Fragile China

Monday 08/31/15

     Last week was a turbulent week for stocks, particularly last Monday. Nasdaq futures were halted 3 times Monday morning, shown in figure 1. If you listened to the financial media you probably heard one of two explanations for the selloff in the market.

Narrative 1: A slowdown in China is to blame.

Narrative 2: Who knows? Don't try to time the market because it moves randomly, also you should buy stocks now because they're cheap.

Narrative 1 is mostly wrong because China has been slowing for a very long time. Why did everyone suddenly start worrying about China Monday morning? Narrative 2 is a strange contradiction because it first suggests that one cannot time the market and then goes on to advocate market timing. I do not think the market moves randomly, I believe that it often appears random because the system is so massively complex. This week I want to isolate some of the reasons why China was blamed for the recent turmoil.

China

    If you are a regular reader of my newsletter you probably know that I am not a big fan of investing in China. I guessed that China would enter a massive bubble and that it would deflate all within the year in my 2015 predictions post. The reason for this prediction was that money would flow into Chinese equities (stocks) after the Hong Kong-Shanghai stock connect program. This would lead to speculation in the Chinese financial markets. I also know from previous movements of this type in China that they tend to reverse suddenly and spectacularly in a relatively short period of time. However, even though China's economy is very important, its stock market is relatively small and unimportant to the United States.

    The more concerning aspect about China was the government response. The Chinese government had encouraged speculation and margin financing while they were inflating the bubble and now that it has collapsed they appear to be panicking. China has banned short selling (the practice of borrowing shares to profit from a decline in price).

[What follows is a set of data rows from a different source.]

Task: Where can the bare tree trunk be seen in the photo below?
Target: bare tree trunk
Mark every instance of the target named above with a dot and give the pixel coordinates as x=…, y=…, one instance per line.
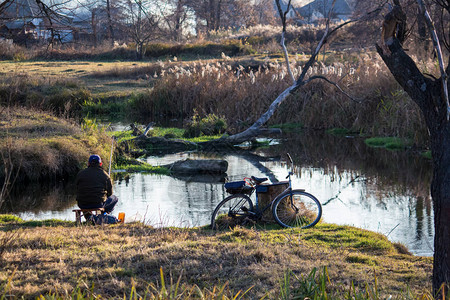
x=427, y=94
x=110, y=27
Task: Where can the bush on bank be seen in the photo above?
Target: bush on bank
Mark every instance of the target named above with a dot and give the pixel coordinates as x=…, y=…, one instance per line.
x=38, y=145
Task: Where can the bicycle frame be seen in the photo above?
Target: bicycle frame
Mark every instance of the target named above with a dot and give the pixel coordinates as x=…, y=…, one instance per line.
x=258, y=212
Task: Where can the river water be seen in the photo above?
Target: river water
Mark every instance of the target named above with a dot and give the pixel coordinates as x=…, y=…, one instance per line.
x=374, y=189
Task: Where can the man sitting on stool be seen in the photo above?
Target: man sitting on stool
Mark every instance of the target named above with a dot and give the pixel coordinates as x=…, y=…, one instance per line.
x=94, y=187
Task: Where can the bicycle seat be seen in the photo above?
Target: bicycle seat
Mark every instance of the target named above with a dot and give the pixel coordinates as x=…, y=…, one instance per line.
x=259, y=180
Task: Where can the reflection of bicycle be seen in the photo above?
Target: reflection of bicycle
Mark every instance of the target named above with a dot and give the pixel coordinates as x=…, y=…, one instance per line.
x=291, y=208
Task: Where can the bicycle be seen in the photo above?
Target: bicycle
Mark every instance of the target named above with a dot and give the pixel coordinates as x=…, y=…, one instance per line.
x=291, y=208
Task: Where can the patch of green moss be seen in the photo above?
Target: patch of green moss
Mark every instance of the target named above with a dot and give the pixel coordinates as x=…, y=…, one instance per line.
x=390, y=143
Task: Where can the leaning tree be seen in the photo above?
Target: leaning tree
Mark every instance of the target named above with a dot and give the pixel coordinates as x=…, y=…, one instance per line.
x=428, y=92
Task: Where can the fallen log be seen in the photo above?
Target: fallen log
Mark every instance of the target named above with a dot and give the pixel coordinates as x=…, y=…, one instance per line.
x=195, y=166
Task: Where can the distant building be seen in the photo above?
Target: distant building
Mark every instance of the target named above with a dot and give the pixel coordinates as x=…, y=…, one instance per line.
x=312, y=11
x=319, y=9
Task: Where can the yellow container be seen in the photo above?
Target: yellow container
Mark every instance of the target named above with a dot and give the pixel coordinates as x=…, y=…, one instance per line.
x=121, y=217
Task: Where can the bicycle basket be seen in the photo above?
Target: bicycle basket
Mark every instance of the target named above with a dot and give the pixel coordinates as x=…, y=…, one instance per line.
x=238, y=187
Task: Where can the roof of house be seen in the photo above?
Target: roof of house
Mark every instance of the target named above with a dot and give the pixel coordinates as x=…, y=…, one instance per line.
x=341, y=8
x=18, y=9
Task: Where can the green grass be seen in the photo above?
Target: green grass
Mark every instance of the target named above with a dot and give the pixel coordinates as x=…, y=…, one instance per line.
x=427, y=154
x=10, y=219
x=390, y=143
x=167, y=132
x=342, y=132
x=110, y=262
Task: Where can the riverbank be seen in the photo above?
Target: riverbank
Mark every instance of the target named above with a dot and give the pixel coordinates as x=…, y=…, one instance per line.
x=38, y=146
x=112, y=261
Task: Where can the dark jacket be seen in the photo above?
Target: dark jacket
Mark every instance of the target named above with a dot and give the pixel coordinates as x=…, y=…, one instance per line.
x=93, y=186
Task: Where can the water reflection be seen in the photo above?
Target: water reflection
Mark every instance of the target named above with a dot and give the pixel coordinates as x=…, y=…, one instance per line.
x=379, y=190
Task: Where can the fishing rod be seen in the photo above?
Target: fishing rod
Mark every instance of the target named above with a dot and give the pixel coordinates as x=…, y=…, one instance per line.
x=110, y=156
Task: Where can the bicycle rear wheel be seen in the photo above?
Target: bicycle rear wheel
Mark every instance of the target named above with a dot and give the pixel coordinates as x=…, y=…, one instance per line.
x=297, y=209
x=232, y=211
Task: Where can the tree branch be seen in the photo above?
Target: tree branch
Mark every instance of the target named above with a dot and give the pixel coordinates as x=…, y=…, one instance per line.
x=283, y=16
x=438, y=50
x=333, y=83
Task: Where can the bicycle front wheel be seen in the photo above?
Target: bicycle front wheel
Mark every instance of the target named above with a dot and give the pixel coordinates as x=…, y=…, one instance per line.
x=297, y=209
x=233, y=210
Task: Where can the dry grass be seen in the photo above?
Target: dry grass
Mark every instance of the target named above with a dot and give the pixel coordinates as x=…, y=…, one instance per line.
x=112, y=258
x=238, y=89
x=43, y=146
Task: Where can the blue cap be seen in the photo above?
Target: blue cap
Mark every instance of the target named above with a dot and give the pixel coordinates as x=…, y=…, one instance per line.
x=95, y=158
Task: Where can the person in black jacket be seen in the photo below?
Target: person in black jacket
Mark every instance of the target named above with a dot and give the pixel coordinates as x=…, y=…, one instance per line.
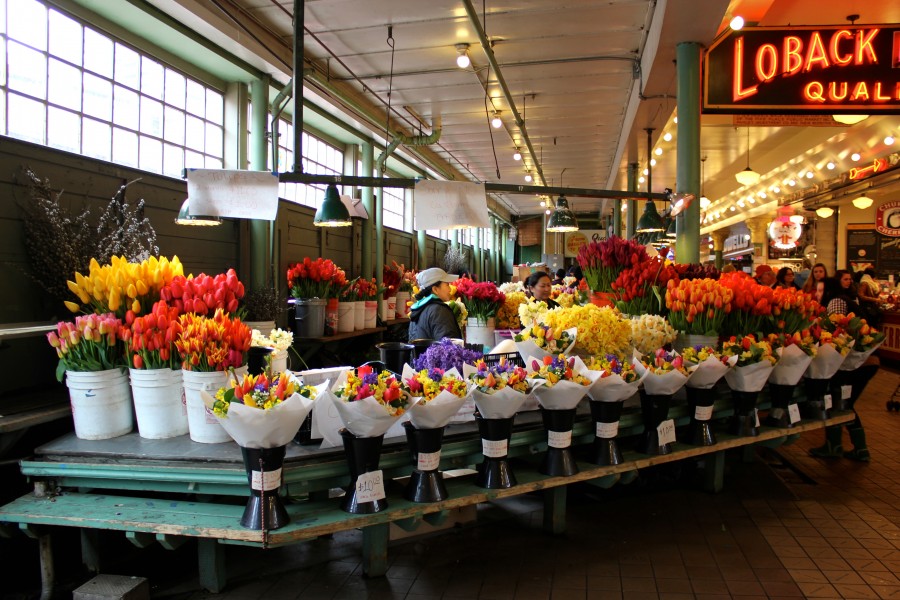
x=430, y=317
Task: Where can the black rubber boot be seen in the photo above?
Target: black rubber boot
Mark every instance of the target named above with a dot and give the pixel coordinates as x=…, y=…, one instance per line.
x=860, y=452
x=832, y=447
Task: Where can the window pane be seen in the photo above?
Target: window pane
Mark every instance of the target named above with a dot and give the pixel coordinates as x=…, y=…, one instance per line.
x=125, y=147
x=98, y=53
x=63, y=80
x=63, y=129
x=175, y=88
x=97, y=97
x=151, y=154
x=27, y=71
x=26, y=119
x=195, y=133
x=174, y=125
x=128, y=67
x=28, y=23
x=173, y=160
x=215, y=106
x=151, y=117
x=196, y=98
x=151, y=78
x=97, y=139
x=127, y=108
x=65, y=37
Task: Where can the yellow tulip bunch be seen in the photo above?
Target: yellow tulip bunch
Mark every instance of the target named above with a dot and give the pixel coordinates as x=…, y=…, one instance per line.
x=122, y=286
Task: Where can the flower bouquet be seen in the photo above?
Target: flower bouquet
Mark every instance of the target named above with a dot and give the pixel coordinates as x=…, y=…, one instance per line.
x=755, y=362
x=540, y=341
x=91, y=358
x=499, y=391
x=155, y=369
x=560, y=384
x=441, y=395
x=368, y=404
x=618, y=382
x=664, y=374
x=262, y=414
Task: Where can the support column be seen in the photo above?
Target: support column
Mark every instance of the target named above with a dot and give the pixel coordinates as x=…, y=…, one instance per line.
x=687, y=237
x=260, y=243
x=718, y=238
x=631, y=213
x=368, y=198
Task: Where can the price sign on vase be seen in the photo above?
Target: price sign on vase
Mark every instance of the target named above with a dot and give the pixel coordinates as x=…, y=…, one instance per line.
x=666, y=432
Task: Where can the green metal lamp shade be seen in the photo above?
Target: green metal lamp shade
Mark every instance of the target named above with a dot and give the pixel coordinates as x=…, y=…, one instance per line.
x=332, y=212
x=184, y=217
x=650, y=220
x=562, y=219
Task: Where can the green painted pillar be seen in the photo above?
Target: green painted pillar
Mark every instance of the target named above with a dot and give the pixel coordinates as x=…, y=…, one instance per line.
x=368, y=194
x=260, y=243
x=631, y=213
x=687, y=239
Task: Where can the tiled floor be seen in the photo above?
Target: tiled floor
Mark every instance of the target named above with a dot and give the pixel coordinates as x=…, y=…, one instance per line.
x=786, y=526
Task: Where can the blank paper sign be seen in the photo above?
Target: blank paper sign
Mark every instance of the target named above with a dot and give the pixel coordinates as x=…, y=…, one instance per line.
x=237, y=194
x=450, y=205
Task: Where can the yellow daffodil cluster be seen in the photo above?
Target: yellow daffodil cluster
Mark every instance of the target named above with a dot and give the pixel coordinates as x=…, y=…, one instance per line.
x=122, y=286
x=600, y=330
x=508, y=315
x=649, y=332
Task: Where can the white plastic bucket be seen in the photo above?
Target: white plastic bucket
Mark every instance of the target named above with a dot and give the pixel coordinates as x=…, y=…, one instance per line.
x=158, y=403
x=359, y=315
x=101, y=403
x=346, y=315
x=202, y=423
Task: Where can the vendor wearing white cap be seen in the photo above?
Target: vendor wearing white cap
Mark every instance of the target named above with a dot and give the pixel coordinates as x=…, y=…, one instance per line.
x=430, y=317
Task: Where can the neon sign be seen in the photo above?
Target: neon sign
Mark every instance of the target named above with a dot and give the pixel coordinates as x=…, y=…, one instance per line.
x=829, y=69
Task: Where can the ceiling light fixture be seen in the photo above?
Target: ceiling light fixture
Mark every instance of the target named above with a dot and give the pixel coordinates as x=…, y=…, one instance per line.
x=862, y=202
x=462, y=56
x=748, y=176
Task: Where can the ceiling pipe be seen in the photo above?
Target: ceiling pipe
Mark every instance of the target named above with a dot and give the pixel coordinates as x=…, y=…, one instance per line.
x=489, y=53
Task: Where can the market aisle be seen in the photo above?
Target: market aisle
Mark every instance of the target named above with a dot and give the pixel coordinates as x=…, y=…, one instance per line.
x=770, y=534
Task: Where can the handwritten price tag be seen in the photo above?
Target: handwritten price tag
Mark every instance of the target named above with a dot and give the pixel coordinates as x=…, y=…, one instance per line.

They have also arrested journalists who reported negatively on the markets as well as traders and brokers. China has even gone so far as directly buying stocks in an attempt to prop up its falling market, historically this always fails. The response from the government reeks of desperation and market participants know that. However, the Chinese market has been crashing for a while as seen in figure 2, so what changed last week?

Quantitative Tightening

    As China's economy has slowed, they have been forced to sell U.S. Government bonds in order to keep their economy afloat. This selling of bonds is essentially the opposite of quantitative easing. Instead of the Fed buying bonds, China is selling. In previous rounds of quantitative easing, stocks went up while bonds went down; I suspect this misunderstood relationship will be misunderstood in the opposite way this time around, that is, many will predict a collapse in U.S. treasuries when in fact they will likely strengthen. However, I am not entirely certain that this will be the case exactly, because money may also flow into the United States as it flows out of China.

    China is also swapping bonds with overly extended local governments in an attempt to lower their interest burden. After 2008, local governments in China began taking on unprecedented amounts of debt to stimulate growth. Much of that growth was lost to corruption or misspent on ridiculous projects such as their ghost cities. It worked for a while, but now that growth is slowing again they are stuck with the same problem except this time they have a lot more debt. This practice is similar to that of Japan in the 1970's and 80's as well as the Soviet Union in the 60s, and yes both times there were calls for those countries to overtake the U.S. by such and such a date...they didn't.

Devaluation

    China also devalued the yuan in early August. Unlike most other major currencies, China's currency is set by the Government, meaning it can be whatever they want it to be. If they peg their currency too strong it will slow exports. In an attempt to be more competitive globally they devalued their currency suddenly as shown in figure 3. This can be a problem for profits of multinationals in China, because they report profits in U.S. dollars, so a less valuable yuan means less dollar denominated profits from Chinese operations. This will no doubt show up in next quarter's earnings. This is why I still prefer smaller U.S. based companies with less exposure to China.

Conclusion

    One of the biggest problems facing China is the change in perception. Investors are starting to view China less as a global powerhouse and more as a poorly managed, corrupt, authoritarian quasi-communism. The explosion in Tianjin, overwhelming pollution and other health and safety disasters are also eating away at their credibility. I think fear of China will decline even more as it becomes more and more apparent how fragile their economy really is. My hope is that turmoil in China will lead to a less oppressive regime that embraces freedom for markets and more importantly individuals.
Index Closing Price Last Week YTD
SPY (S&P 500 ETF) 199.28 6.29% -2.87%
IWM (Russell 2000 ETF) 115.62 5.58% -2.93%
QQQ (Nasdaq 100 ETF) 105.62 12.09% 1.51%

Halted Nasdaq Futures

This chart shows the price of Nasdaq futures traded in Chicago. Each bar is 30 seconds.

CSI 300

This chart shows the Shanghai Shenzhen CSI 300 Index. These are stocks traded in mainland China.

Devaluaing the Yuan

This chart shows the devaluation of the Yuan by the Chinese government. A higher number indicates a Yuan that is weaker relative to the U.S. dollar.